I will also have to check with Churchill's to make sure we can get in because it is a members only club. RJT


----------



## fireman43 (Oct 15, 2006)

I don't know that area too well, but will do my best to make it wherever we decide on.


----------



## RJT (Feb 12, 2005)

Is this still on? RJT


----------



## Mister Moo (Sep 8, 2005)

RJT said:


> Is this still on? RJT


Saturday, 27 January
Bar by the pool, Four Seasons, Greensboro.
18:30hrs

Good for you? Good for me.


----------



## RJT (Feb 12, 2005)

Mister MaDuroo said:


> Saturday, 27 January
> Bar by the pool, Four Seasons, Greensboro.
> 18:30hrs
> 
> Good for you? Good for me.


Sounds good to me. I could even do a earlier time.

Just spoke with them and they have a decent selection of single malt and we should be able to order food from the other restaurants and have it brought to us. This should be fun. Everyone sign in and let us know who is comming. I may come early, say around 3:00 if anyone wants to join me.

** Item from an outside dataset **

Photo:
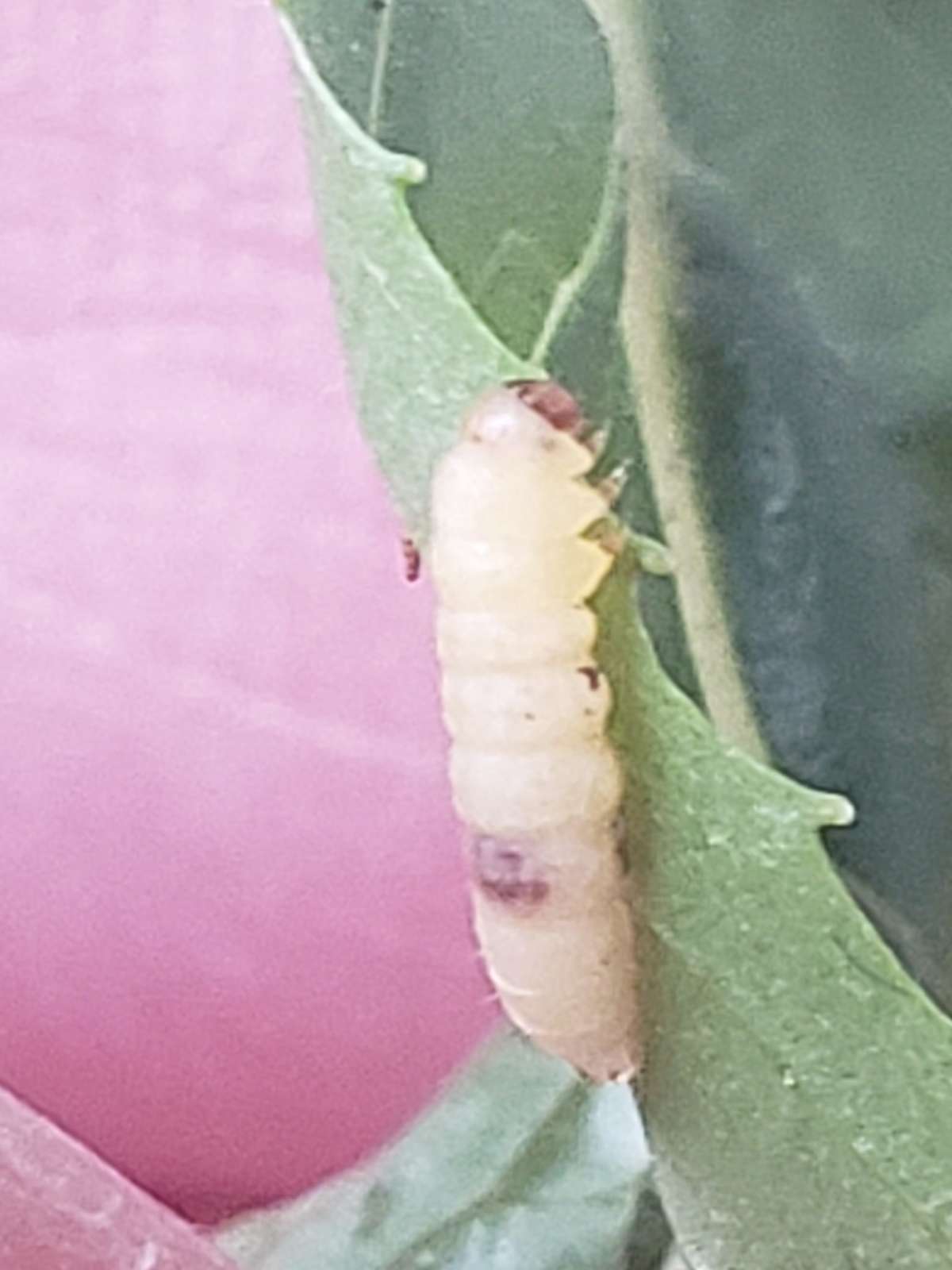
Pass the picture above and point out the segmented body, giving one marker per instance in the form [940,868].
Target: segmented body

Robert

LIST OF RESTAURANTS:
http://www.sheratongreensboro.com/restaurants.shtml

The Connection Cigar & Martini Bar-Located near the pool, this is the perfect place for intimate or business cocktails. This bar is cigar friendly. Casual and relaxed. Phone # to the hotel (336) 292-9161

Hours:
Monday - Saturday 11:30am - Midnight

Location: North Lobby

****If we might plan on hitting Churchill's also later on that night I suggest wearing business casual type wear or most likley we want be able to get in.**** I will most likley wear jeans but with a a nice button down shirt and a sport coat.


----------



## Guest (Jan 1, 2007)

Sounds good on my end.

Root


----------



## RJT (Feb 12, 2005)

Bump


----------



## squid (Oct 9, 2006)

Have car...will travel!

Raleigh GREAT for me...BUT Winston Salem wouldn't be bad either and it may be more central for those throughout the state.


----------



## RJT (Feb 12, 2005)

squid said:


> Have car...will travel!
> 
> Raleigh GREAT for me...BUT Winston Salem wouldn't be bad either and it may be more central for those throughout the state.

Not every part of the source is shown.